Hi Loïc:
Looking further, there is something in those files.  It's just one small cacheline, but there is something there.  I guess I'm not used to seeing c2c being run on a laptop, nor am I used to seeing so few samples, or even so little in the kernel. 
And I apologize for my quick initial mistaken analysis.

Here's what it looks like is happening.  Correct me if I'm wrong.

In your "without-sharding" version of Ceph, you had 8 threads in the ceph_test_c2c binary all contending for the same lock located at offset 0 in a cacheline.  And then, in the "with-sharding" version of Ceph, you changed it so that each thread would act on its own copy of the 4-byte lock.
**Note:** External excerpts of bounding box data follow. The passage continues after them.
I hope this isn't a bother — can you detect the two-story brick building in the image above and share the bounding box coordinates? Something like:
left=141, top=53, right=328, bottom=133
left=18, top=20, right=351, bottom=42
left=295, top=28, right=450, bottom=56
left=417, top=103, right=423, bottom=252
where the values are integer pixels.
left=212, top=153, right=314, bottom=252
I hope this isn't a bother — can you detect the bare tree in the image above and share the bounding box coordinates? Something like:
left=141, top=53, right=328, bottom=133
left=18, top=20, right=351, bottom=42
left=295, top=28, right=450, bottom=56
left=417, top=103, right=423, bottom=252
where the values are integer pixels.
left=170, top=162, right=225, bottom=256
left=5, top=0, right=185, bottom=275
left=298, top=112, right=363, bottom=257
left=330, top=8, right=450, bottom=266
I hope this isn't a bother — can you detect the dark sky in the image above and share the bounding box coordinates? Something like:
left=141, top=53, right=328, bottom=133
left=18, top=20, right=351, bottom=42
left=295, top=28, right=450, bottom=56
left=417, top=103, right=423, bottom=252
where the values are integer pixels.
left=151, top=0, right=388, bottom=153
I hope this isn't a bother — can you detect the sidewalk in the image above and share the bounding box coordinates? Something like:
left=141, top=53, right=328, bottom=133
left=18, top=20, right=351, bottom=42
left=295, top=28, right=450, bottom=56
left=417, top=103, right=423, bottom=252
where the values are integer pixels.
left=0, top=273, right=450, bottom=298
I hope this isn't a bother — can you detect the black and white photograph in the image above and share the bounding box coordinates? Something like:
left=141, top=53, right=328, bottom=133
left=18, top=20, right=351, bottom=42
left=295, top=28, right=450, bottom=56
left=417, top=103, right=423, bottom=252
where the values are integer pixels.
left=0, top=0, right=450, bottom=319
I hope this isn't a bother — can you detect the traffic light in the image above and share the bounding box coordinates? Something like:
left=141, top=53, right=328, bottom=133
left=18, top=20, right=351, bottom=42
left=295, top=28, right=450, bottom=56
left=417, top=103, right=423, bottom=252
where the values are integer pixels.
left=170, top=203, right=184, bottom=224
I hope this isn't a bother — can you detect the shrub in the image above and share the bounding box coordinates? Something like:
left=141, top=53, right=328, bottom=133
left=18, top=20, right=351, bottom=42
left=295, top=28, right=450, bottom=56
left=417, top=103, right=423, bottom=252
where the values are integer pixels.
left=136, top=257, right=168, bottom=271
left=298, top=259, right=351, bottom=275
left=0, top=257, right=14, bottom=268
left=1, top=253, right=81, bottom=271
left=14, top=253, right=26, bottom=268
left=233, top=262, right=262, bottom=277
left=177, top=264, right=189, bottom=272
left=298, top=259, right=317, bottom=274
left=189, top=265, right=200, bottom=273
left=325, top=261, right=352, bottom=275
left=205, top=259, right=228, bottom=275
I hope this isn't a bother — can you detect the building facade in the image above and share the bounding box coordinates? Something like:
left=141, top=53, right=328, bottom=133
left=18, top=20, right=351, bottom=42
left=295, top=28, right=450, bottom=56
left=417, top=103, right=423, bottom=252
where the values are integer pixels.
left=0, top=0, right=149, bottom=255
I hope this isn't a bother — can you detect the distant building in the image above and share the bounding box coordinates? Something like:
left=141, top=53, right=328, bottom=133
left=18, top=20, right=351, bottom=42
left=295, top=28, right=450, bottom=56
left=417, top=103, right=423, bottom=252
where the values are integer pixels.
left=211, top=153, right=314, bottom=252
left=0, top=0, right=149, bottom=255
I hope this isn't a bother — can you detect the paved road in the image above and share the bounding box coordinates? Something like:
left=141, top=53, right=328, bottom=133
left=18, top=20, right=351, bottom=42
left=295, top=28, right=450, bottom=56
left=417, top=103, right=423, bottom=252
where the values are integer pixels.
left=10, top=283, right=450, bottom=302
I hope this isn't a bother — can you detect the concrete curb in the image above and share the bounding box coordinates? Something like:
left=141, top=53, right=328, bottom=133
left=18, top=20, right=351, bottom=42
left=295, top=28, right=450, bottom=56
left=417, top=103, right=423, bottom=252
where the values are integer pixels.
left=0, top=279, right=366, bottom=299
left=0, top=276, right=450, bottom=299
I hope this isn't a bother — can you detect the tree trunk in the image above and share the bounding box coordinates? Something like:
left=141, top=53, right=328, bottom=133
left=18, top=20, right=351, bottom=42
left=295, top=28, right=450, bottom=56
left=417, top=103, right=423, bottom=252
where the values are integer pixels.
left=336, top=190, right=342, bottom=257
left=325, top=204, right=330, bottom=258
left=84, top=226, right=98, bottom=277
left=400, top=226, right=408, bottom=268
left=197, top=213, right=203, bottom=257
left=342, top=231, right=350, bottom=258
Unfortunately, the "with-sharding" version likely didn't help, because all those 8 locks are packed into the same cacheline, with each lock being 4 bytes away from the last one.
If that is true, then you need to rewrite the code such that all the locks are located by themselves in their own cacheline.

Is the above assumption correct?

Also, I'm going to update the "run_c2c_ceph.sh" script I gave you.  The "-g" flag isn't working as it should (known issue).

Joe


On Sun, Apr 4, 2021 at 12:21 PM Loïc Dachary <loic@dachary.org> wrote:
I uploaded the /boot/config-5.10.0-5-amd64 file to dropbox.redhat.com : it looks like perf is compiled in:

#
# Kernel Performance Events And Counters
#
CONFIG_PERF_EVENTS=y

and all the options below are =y (no =n).

Maybe a module should be loaded ?